We graph the relationship between the number of clusters and Within Cluster Sum of Squares (WCSS) then we select the number of clusters where the change in WCSS begins to level off (elbow method).
WCSS is defined as the sum of the squared distance between each member of the cluster and its centroid.
For example, the computed WCSS for figure 1 would be greater than the WCSS calculated for figure 2.
Code
Let’s take a look at how we could go about classifying data using the K-Means algorithm with python. As always, we need to start by importing the required libraries.
import numpy as np
import pandas as pd
from matplotlib import pyplot as plt
from sklearn.datasets.samples_generator import make_blobs
from sklearn.cluster import KMeans
In this tutorial, we’ll generate our own data using the make_blobs
function from the sklearn.datasets
module. The centers
parameter specifies the number of clusters.

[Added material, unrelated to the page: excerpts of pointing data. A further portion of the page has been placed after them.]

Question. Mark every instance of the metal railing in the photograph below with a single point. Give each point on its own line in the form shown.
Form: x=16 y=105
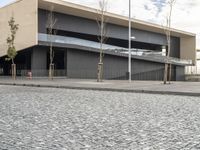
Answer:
x=142 y=53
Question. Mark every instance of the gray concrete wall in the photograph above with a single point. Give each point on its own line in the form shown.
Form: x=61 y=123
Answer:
x=39 y=61
x=86 y=26
x=82 y=64
x=180 y=73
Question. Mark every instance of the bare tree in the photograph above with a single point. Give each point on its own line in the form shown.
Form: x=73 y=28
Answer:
x=101 y=21
x=11 y=52
x=50 y=25
x=167 y=30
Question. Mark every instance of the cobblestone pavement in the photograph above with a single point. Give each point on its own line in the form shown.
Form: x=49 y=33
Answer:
x=60 y=119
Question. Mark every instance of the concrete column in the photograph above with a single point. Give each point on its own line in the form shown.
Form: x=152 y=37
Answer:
x=180 y=73
x=39 y=62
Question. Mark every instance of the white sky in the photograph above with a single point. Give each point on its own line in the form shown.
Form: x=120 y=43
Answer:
x=184 y=17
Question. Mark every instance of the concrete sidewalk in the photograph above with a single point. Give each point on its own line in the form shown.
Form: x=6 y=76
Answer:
x=154 y=87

X, y = make_blobs(n_samples=300, centers=4, cluster_std=0.60, random_state=0)
plt.scatter(X[:,0], X[:,1])
Even though we already know the optimal number of clusters, I figured we could still benefit from determining it using the elbow method. To get the values used in the graph, we train multiple models using a different number of clusters and storing the value of the intertia_
property (WCSS) every time.
wcss = []
for i in range(1, 11):
kmeans = KMeans(n_clusters=i, init='k-means++', max_iter=300, n_init=10, random_state=0)
kmeans.fit(X)
wcss.append(kmeans.inertia_)
plt.plot(range(1, 11), wcss)
plt.title('Elbow Method')
plt.xlabel('Number of clusters')
plt.ylabel('WCSS')
plt.show()
Next, we’ll categorize the data using the optimum number of clusters (4) we determined in the last step. k-means++
ensures that you get don’t fall into the random initialization trap.
kmeans = KMeans(n_clusters=4, init='k-means++', max_iter=300, n_init=10, random_state=0)
pred_y = kmeans.fit_predict(X)
plt.scatter(X[:,0], X[:,1])
plt.scatter(kmeans.cluster_centers_[:, 0], kmeans.cluster_centers_[:, 1], s=300, c='red')
plt.show()